Whistler in Watercolor
The Freer Gallery of Art is home to the world’s largest collection of James McNeill Whistler’s watercolors. Originally acquired by museum founder Charles Lang Freer (1854–1919), the collection comprises more than fifty seascapes, figures, interiors, and nocturnes.
This online catalogue introduces visitors to the artist’s vast creative output in watercolor and provides access to rarely seen works that have never left the confines of the Freer Gallery. It incorporates collaborative research by our museum’s curatorial, conservation, and scientific staff to illuminate the artist’s techniques and materials.
The Whistler in Watercolor online scholarly catalogue invites visitors to explore the collection with state-of-the-art technical imaging and archival documents, map the location where each artwork was created, and more. Each object in the online catalogue is accompanied by tabs detailing extensive curatorial information, including the work’s provenance and exhibition history, technical analysis of the pigments and papers, and scientific imaging using ultraviolet, infrared, and x-ray.

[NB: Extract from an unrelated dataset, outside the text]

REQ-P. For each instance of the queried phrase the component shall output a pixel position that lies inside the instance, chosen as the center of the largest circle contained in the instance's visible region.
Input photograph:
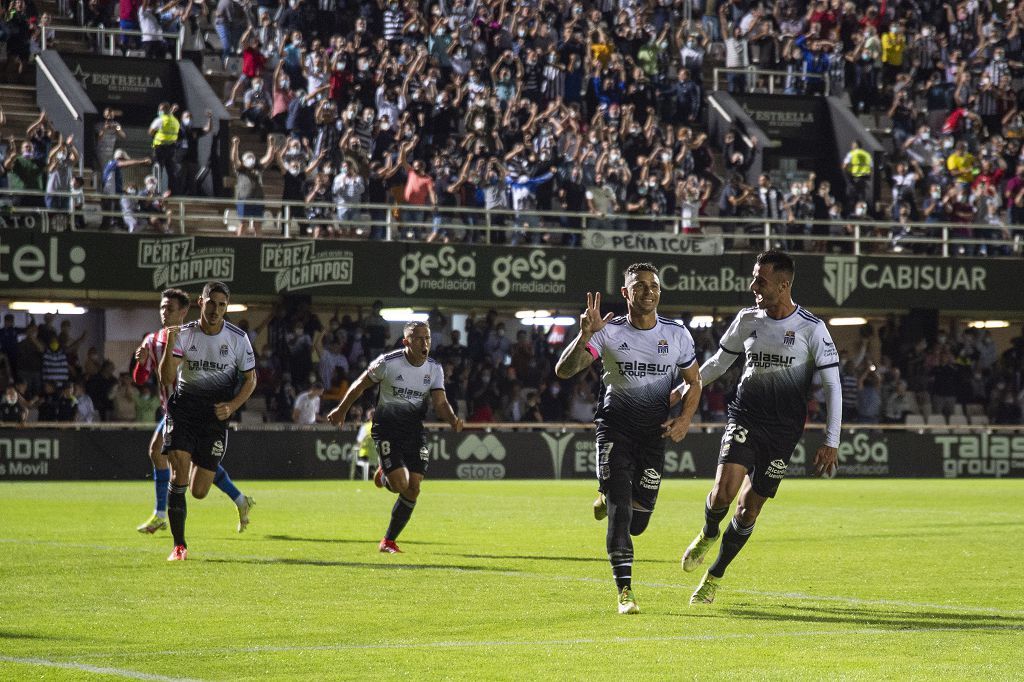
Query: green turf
(863, 580)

For James McNeill Whistler (1834–1903), watercolor was the medium through which he reinvented himself in the 1880s and painted his way into posterity. Although he used watercolor for preparatory studies in his early years, he only embraced the medium in earnest in the period that followed the scandals occasioned by a public falling-out over the Peacock Room with his patron, Frederick Leyland, and a financially disastrous libel suit against Victorian art critic John Ruskin.
Beginning in 1881, Whistler abandoned large-scale pictures in favor of diminutive, quickly executed “notes” and “arrangements.” “I have done delightful things,” he confided to a fellow artist, “and have a wonderful game to play.” Whistler’s “game” had a dual purpose: to refer to both his latest work and his plans for selling it.
Whistler made arrangements with the Dowdeswell Gallery to exhibit his new work in the spring of 1884. Presented as “Notes”—“Harmonies”—“Nocturnes,” the exhibition was the first in a series of shows that Whistler orchestrated over the next five years to highlight his small works, develop his presence in the British and American art markets, and lay a foundation for his legacy.